In fifty-two years, the temperance army has gained one battle in the Supreme Court of Indiana, the court has changed its estimate of the saloon. If another battle were won, and the court would apply to the saloon, as it now estimates it, the logical legal principle, the conquest would be completely won. To win this battle, there must be a conquest of public sentiment. In this conquest the most helpful ally is an honest faithful public press, and the most deadly enemy is a corrupt, purchasable press.

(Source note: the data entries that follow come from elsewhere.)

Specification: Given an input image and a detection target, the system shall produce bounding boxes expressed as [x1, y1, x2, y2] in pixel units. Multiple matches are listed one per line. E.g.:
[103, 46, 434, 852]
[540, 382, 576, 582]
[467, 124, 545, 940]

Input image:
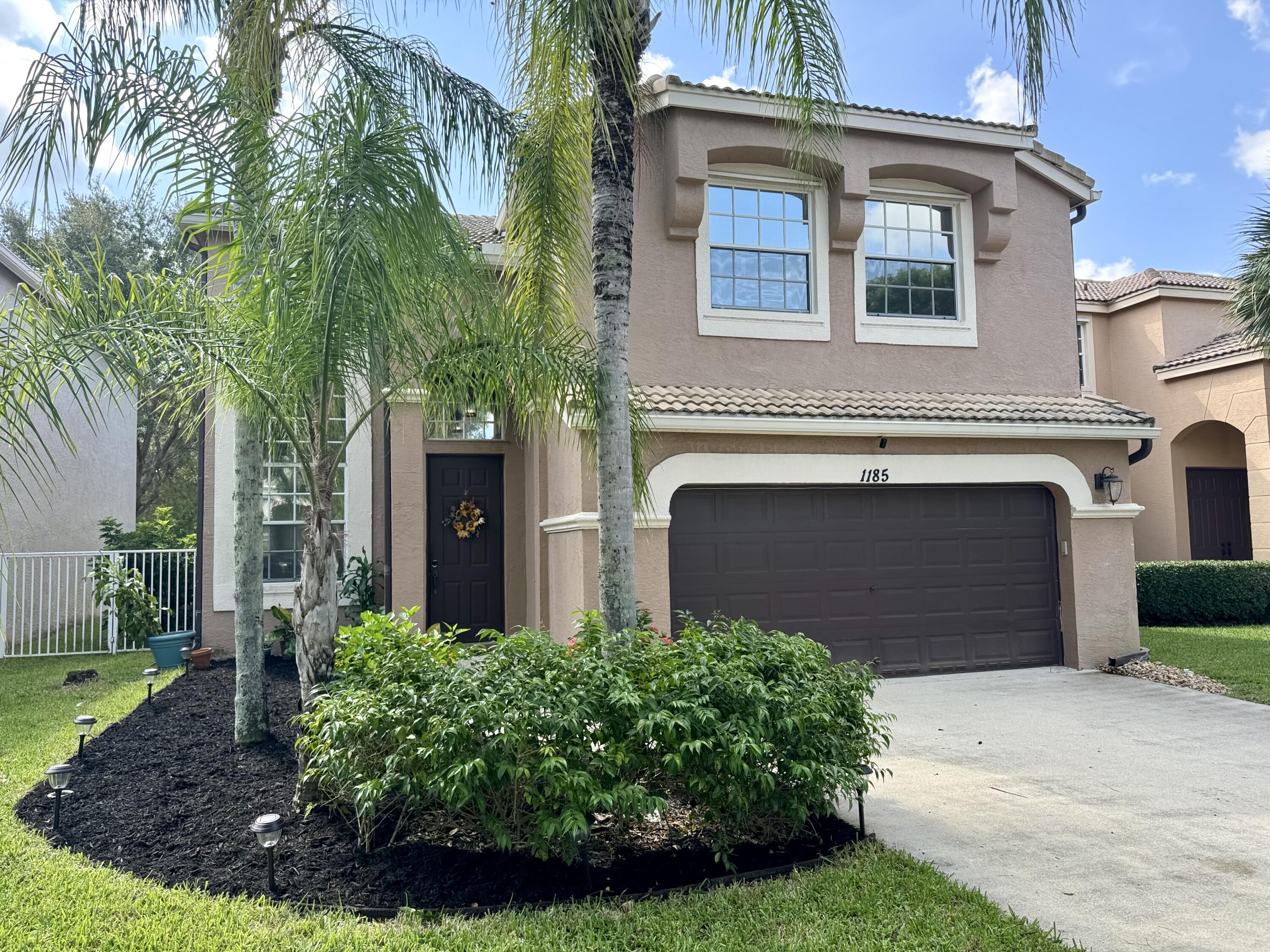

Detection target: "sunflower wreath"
[444, 499, 485, 538]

There has been no more certain progress upon any phase of the saloon problem than in the improved tone of the press. Recently practically all of the Indiana newspapers received from the Anheuser-Busch brewery of St. Louis, a proposition to run a thousand-inch advertisement of Budweiser beer and a defense of the saloon. To the credit of the press of the state, the proposition was almost universally declined. It was published in full by the two leading Indianapolis papers, and this pretty accuratey discloses the state of this battle for the elevation of public sentiment. The country press, as

a rule, is on the side of the home as against the saloon, but, with few exceptions, the metropolitan press is as subject to purchase, as the opinion of a medical expert. But, the battle for the application to the saloon, of the principle of law, merited by pursuits of its character, will be won just as certainly as was the engagement that changed it from the cold water catalog to the catalog of contagious perils.

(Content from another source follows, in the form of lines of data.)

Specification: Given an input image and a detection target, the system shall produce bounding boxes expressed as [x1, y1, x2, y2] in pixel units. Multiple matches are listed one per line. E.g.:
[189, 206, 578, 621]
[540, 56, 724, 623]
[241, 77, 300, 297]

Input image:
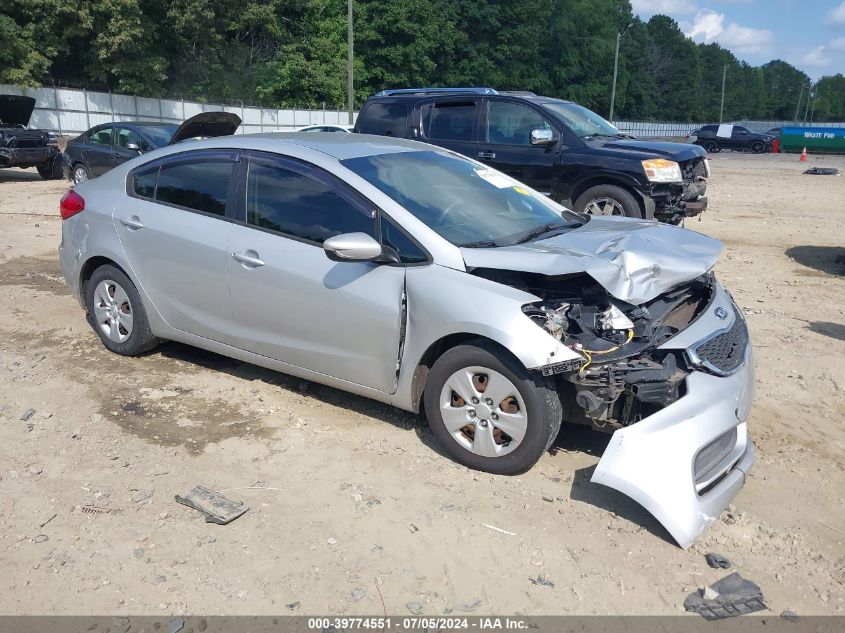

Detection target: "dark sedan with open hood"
[64, 112, 241, 184]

If there were a proposition to foist upon any community a new pursuit, of which it could be clearly demonstrated that it would naturally inflict a tithe of as much misery, anguish, pauperism, moral degredation and crime, upon society, as does the saloon, there is not a respectable court in the land that would not enjoin its establishment on the ground that it is within itself a nuisance. The fact that the saloon is hoary with age, is Sampsonian in political power and has the support of centuries of blind judicial precedents will not forever secure to it judicial protection. An anaesthetized public conscience is fast wakening from its unnatural slumbers. The time is rapidly approaching, when, in the face of an aroused public sentiment, no court can be found that will have the brazen hardihood to hold that a pursuit, which, like the wolf, crouches by the cradle, waiting for an opportunity to attack the purity of babyhood; a pursuit that necessitates a police force in any community, where it exists, to maintain order; a pursuit that robs homes of their rightful tranquility and makes heart rending partings; a pursuit that is the prolific mother of disease, of gambling dens and of the social evil; a pursuit that makes little, innocent children hungry, cold and sad; a pursuit that seduces the innocence of youth and despoils the purity of woman, that causes murder and all the nameless crimes of depravity, that fills poorhouses, orphanages, insane asylums, jails and penitentiaries, that has caused so much misery, woe and anguish among the people that the heavens are almost draped in mourning, is right and legitimate.

And, then the courts that have placed the institution upon the same legal footing with the coldwater fountain, the lemonade stand, the ice-cream parlor, the drygoods store and the bakery, will be remembered with the same derision as are the courts that have regarded slavery, dueling, gambling and prostitution as right and legitimate.